Frank Dikötter’s Mao’s Great Famine firmly supports a simple but shocking theory of Communism: It was the largest cargo cult the world has ever seen.  Communist revolutionaries were great at seizing power, but if power were their sole aim, the horror would have ended once they were firmly in charge.  Alas, the Communists saw absolute power as a mere stepping stone to their true goal: Mimicking a few random characteristics of advanced economies, no matter how many lives it cost.

Take steel.  Since modern countries have lots of steel and backwards countries have none, the Communists strove to make a big pile of steel – or at least something that vaguely looked like steel.  As Dikötter explains:

Steel was the sacred ingredient in the alchemy of socialism… Steel output magically distilled all the complex dimensions of human activity into a single, precise figure that indicated where a country stood on the scale of evolution.  Mao may not have been an expert on industry, but he seemed able to rattle off the steel output of virtually every country at the drop of a hat.

During the Great Leap Forward, the result was a system where hundreds of millions of peasants were forced to throw their perfectly serviceable iron utensils and tools into backyard furnaces to make worthless pseudo-steel sludge.  Who needs knives?  Modern countries have steel!

Under Mao, bolts of cloth became another Communist fetish:

[C]lothes became the battlefield where communist supremacy had to be asserted, as products from grey sheeting to cotton prints flooded the market… By the end of the year, as poor farmers in the countryside were facing a winter without cotton-padded clothes, some 14 million bolts had been sold abroad below cost.  All that was done in order for China to be able to claim the title of the world’s third largest exporter of cloth – instead of being fifth.

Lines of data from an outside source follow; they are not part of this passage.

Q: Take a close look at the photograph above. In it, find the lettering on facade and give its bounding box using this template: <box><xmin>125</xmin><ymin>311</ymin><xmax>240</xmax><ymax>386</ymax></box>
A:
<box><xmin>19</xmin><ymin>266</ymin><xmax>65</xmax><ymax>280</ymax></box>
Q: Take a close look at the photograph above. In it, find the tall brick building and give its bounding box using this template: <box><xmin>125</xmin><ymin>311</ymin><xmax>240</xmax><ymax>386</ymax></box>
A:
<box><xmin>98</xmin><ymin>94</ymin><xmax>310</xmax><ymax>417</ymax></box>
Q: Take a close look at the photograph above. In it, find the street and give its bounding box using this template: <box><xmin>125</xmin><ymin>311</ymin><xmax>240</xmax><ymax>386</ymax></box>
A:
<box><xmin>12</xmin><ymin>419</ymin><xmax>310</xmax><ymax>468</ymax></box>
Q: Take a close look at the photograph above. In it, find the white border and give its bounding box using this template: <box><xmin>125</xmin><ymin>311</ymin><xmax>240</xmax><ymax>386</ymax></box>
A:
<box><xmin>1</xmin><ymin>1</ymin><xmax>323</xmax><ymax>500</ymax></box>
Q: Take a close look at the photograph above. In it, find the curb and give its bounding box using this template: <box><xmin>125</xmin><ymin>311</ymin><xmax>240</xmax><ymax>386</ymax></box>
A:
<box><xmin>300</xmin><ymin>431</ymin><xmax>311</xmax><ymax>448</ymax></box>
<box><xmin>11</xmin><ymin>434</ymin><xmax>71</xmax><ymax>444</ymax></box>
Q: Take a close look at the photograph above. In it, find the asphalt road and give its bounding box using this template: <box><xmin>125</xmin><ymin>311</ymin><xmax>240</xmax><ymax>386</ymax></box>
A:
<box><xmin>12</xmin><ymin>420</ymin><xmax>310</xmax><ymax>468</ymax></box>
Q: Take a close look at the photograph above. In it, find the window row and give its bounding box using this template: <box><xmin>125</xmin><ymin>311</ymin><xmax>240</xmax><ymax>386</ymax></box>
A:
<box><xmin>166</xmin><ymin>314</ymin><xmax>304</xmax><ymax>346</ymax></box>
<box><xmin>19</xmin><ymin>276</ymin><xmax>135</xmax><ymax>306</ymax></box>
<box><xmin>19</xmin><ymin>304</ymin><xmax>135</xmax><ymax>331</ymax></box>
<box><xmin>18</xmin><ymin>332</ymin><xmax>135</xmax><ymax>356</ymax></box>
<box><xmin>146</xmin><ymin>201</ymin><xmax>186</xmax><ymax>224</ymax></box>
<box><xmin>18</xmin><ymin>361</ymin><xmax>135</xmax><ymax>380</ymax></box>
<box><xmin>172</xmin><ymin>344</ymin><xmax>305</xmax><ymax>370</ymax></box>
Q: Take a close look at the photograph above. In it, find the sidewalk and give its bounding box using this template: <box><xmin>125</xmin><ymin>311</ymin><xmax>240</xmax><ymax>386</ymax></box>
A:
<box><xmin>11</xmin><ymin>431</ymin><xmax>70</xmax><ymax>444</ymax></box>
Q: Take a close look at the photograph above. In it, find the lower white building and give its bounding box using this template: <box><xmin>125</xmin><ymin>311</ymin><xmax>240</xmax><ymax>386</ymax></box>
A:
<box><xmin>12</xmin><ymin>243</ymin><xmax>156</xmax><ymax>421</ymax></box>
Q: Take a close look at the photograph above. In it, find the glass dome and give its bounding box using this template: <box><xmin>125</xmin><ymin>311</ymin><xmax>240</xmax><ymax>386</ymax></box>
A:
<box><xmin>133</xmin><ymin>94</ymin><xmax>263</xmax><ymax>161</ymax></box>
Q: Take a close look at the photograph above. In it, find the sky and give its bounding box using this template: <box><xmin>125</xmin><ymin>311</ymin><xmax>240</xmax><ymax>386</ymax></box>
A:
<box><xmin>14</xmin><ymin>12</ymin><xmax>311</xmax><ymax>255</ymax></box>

I’ve been reading up on the history of Communism for over two decades.  But even now, I find it hard to wrap my mind around its absurdity.  If the first-generation Communists had grown up in a culture where people had worshiped steel and cotton cloth for centuries, I could chalk their crusades up to intellectual laziness.  What staggers the imagination is that these pseudo-intellectuals actually originated their own nonsense.